Seul, me voilà seul bientôt, mon attention à peine distraite par un cycliste qui me croise, je passe à l’ombre protectrice du Mont-Valérien pour descendre à Rueil, passer à Chatou, au Vésinet et au Pecq. Ô ! l’horrible banlieue parisienne, les maisons alignées au cordeau, les avenues raides comme une cravate de notaire ; toutes les petitesses de la vie du bourgeois, du rond de cuir, cachées derrière ces grilles, dans ces maisonnettes tassées, serrées. J’imagine les ménagères attendant leur époux, préparant la popotte, et lui le soir, rentrant à heure fixe, s’enquérant de ses légumes et de ses fleurs. Oui j’aime mieux encore, comme je vais le faire, passer la nuit sur un morceau de cuir, que de dormir entre deux draps avec une légitime, que de composer une partie de ces couples dont Richepin a dit : « Des père et mère, ça ! ».

Il est dit que je rencontrerai au début de mon voyage des choses grotesques. Voici qu’au bas de la côte du Pecq un vélocipédard pur sang, vêtu de bottes à lacets, de chaussettes jaunes, avec au-dessus du poil aux pattes, le tout surmonté d’une culotte collante, d’un veston à brandebourgs et d’une casquette de jockey, passe devant moi d’un air moqueur et part comme un fou. Un peu plus haut je le rejoins et il croit devoir me déclarer que sa chaîne grince. En bon enfant je lui explique que sa chaîne ne grincera plus dès qu’il saura monter les côtes sagement ; je le mets à une allure raisonnable, en lui recommandant de continuer ainsi jusqu’au haut.

La route de Saint-Germain à Mantes est peuplée pour moi de souvenirs que ma mémoire évoque chaque fois que je la parcours. Au temps lointain déjà où je commençais à pratiquer la bicyclette, nous résolûmes un jour d’aller à Mantes ; c’était ma première sortie sérieuse et Mantes me semblait l’extrémité du monde. Nous fûmes coucher à Saint-Germain pour le lendemain consacrer cinq heures à faire les 32 kilomètres qui séparent les deux villes. Jamais homme ne fut plus fier que moi en arrivant à Mantes.

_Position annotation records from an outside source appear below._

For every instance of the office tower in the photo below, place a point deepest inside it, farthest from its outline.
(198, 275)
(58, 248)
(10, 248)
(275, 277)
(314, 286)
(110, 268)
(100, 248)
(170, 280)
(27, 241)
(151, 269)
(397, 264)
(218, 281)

Et puis avec un peu d’exagération, à la grille de Saint-Germain commencent les pays lointains ; c’est presque la Normandie que l’on croit tenir sous sa pédale. La route n’est pourtant point séduisante. Une campagne banale en diable, des villages galeux et sales comme Ecquevilly ; un seul point de vue vraiment beau, la vallée de la Seine aperçue du haut du plateau. Dans le fond Mantes avec sa cathédrale découpée à jour, à droite les coteaux qui bordent la Seine et font de loin, avec leurs pièces de terre diversement ensemencées, l’effet d’un damier ; enfin, en bas, la coulée de la Seine d’un indéfinissable bleu qui se perd dans l’horizon, semble s’endormir silencieuse comme pleine de tous les secrets recueillis sur son passage depuis la Côte-d’Or. Mais comme elle est femme vous la regarderez de près, en bas, tout à l’heure, et vous verrez qu’elle se dépêche d’aller conter ses secrets à l’Océan.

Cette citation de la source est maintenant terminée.